7 Tools for Managing Your Color Palettes


7 Tools for Managing Your Color Palettes

One of the first steps in the web design process is deciding on a color palette. Without a pre-determined palette — a specific one with hex values, not vague color descriptions — designs end up looking like a mess. A design that uses color consistently has a cohesive appearance.

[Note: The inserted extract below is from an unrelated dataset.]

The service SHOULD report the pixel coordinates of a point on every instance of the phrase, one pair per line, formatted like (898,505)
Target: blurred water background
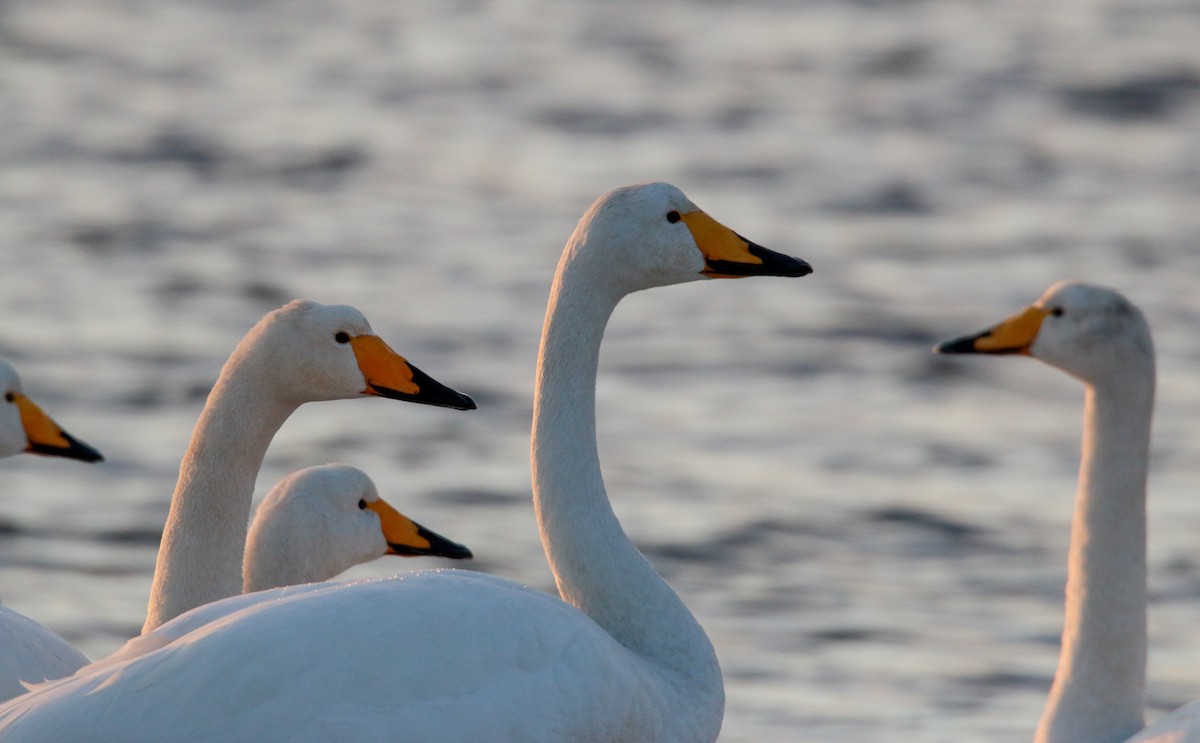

Today we’ll look at tools you can use to explore, create and save color palettes for use in your projects.

Kuler

Adobe Kuler is the incumbent leader of color apps. It’s web-based, though there’s a lesser-used AIR app available, and allows you to create color schemes from a variety of palette types, and develop color schemes based on images.

Color Scheme Designer

Color Scheme Designer is another web-based color app. It’s got a bigger color wheel than Kuler which I find slightly easier to use, but the real advantage of this app over the Adobe alternative is the ability to view an example web page with the scheme you’ve created to make sure it works in practice.

COPASO

COLOURlovers’ COPASO web app is a decent option, but its main differentiators are the interface and the COLOURlovers community. If you prefer this interface over the others or find the community at the site valuable, this may win you over, but it’s pretty standard in terms of features.

Palettes

Palettes is the most popular iOS color palette app and is universal for the iPhone and iPad. The interface is a little more involved than other apps, but so is the feature list, including an image color picker, a tool that grabs all the colors on any given URL, and a pane that spits out CSS3 values for any color, including RGB, HSL and SVG.

Think Ink

What makes Think Ink an interesting iPhone app is its use of the Dewey attribute system to create color palettes. That makes Think Ink a little gimmicky, but it’s fun to play with. The app is made by Neenah Paper and helps you buy paper that matches your color schemes, which you may find spammy or handy — I tend towards the former, but the app is free so you can’t really fault Neenah for trying to make some money, and at least they’re trying to be helpful in the process.

Adobe Ideas

Adobe Ideas isn’t a color app per se, but it is the quickest way to turn iPhone camera photos into color palettes and experiment with them on the go by finger-painting your ideas. With all the other apps, you have to get back to your desktop to use the colors in a sketch or mockup and decide whether they work.

Saturation

I’ve put Saturation last because its more of an exploratory app. With Saturation, you explore the Kuler library for palettes you like and then use Saturation’s visualization methods to see how those colors interact with each other. Often palettes look attractive until you take them out of the common ‘strip’ view and let more of the colors interact with each other at one time, and this is a great way to do that.